REPUBLIKA.CO.ID, JAKARTA -- Pengamat Politik dari Lembaga Ilmu Pengetahuan Indonesia (LIPI), Siti Zuhro mengingatkan, dua kubu Partai Golkar untuk konsisten dengan kesepakatan setelah proses peradilan. Dalam kesepakatan disebutkan, penentuan kepengurusan merujuk kepada hasil proses peradilan.
“Kedua kubu pernah menyatakan jika akan menghormati hasil peradilan. Siapa yang menang atau kalah dalam proses peradilan akan diterima oleh kedua belah pihak. Artinya, itu adalah solusi yang sudah disepakati bersama mengingat keduanya telah menutup pintu untuk islah,” jelasnya saat dihubungi ROL, Sabtu (16/5).
Selain soal islah, Siti juga melihat dua kubu Golkar tidak mungkin melaksanakan musyawarah nasional luar biasa (munaslub). Karena itu, kesepakatan menanti hasil peradilan dinilai solusi paling tepat bagi sengketa kepengurusan Golkar.

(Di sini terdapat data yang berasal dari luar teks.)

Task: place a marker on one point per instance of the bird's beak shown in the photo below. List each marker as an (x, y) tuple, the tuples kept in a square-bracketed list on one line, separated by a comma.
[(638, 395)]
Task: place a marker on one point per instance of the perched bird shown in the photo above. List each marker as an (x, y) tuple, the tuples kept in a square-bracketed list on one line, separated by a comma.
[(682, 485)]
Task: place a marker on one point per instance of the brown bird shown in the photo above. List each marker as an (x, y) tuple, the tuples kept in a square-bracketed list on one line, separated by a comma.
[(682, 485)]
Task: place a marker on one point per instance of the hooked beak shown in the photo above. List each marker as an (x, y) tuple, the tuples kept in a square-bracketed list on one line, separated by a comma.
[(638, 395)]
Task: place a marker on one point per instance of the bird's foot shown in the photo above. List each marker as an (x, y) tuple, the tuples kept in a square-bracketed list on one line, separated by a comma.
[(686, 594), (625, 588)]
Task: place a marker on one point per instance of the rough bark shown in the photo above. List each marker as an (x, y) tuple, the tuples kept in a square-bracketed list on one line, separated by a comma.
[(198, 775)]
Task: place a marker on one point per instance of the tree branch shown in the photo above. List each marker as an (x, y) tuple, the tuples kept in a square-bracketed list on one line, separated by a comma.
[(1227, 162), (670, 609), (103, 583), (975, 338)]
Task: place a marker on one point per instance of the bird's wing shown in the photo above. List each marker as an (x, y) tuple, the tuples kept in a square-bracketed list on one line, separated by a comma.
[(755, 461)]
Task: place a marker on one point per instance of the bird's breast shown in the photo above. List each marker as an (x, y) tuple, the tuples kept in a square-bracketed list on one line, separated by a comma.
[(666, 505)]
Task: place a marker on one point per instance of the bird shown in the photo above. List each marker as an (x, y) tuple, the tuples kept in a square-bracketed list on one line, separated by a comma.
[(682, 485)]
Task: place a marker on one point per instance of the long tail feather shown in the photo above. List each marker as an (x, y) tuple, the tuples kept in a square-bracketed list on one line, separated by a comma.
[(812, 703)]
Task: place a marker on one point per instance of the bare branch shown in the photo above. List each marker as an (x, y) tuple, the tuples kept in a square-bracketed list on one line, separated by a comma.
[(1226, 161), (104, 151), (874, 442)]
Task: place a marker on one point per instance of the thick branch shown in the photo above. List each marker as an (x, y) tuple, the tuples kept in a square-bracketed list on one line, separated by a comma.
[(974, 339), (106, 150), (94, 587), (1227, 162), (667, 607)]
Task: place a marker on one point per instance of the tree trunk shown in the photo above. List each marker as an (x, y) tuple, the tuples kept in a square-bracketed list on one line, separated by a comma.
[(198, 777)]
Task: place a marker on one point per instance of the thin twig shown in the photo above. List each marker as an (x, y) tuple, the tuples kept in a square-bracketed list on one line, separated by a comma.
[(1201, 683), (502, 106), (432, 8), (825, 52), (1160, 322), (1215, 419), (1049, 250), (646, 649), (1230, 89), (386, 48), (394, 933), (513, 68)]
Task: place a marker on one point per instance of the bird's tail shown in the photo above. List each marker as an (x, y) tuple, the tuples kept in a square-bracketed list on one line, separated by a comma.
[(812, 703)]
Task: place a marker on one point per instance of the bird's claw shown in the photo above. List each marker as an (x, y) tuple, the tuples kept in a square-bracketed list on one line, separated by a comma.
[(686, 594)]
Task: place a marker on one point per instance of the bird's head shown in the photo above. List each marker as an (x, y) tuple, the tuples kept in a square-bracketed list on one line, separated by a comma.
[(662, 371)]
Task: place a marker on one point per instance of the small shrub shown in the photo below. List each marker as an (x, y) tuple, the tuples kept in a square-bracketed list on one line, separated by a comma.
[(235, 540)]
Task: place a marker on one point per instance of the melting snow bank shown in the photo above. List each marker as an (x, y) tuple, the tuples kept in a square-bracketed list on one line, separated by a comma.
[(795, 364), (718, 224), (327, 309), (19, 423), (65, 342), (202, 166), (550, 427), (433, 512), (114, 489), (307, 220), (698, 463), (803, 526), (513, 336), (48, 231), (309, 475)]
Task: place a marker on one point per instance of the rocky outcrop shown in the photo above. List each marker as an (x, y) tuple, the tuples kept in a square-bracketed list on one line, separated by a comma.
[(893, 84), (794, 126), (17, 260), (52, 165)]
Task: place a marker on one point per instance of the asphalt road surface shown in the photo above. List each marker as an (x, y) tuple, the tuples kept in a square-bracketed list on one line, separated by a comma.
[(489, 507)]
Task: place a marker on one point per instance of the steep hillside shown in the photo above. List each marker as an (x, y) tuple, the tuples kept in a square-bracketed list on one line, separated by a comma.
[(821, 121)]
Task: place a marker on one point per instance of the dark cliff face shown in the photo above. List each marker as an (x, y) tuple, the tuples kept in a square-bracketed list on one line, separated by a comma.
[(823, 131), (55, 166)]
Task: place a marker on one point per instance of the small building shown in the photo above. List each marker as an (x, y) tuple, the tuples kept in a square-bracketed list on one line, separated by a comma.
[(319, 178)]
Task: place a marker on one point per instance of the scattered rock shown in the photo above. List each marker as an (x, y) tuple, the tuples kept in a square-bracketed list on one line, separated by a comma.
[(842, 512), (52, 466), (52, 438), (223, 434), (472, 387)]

“Jika mereka sudah sepakat, malah justru lebih bagus. Namun, perlu diingat bahwa kesepakatan politik sifatnya bisa tidak pasti. Dalam konteks konflik kepengurusan ini, kubu Agung dan kubu Ical mestinya tidak mengingkari kesepakatan yang sudah dibuat sebelumnya,” tegas dia.
Dia berharap kedua belah pihak mampu memperjuangkan fakta-fakta hukum yang ada. Sebab, akurasi fakta hukum akan sangat membantu menentukan pengambilan putusan yang paling representatif bagi kedua kubu.
“Fakta hukum yang diajukan harus benar-benar diuji oleh pengadilan. Pihak pengadilan juga harus melacak seperti apa keabsahan fakta hukum yang diajukan oleh kedua kubu.”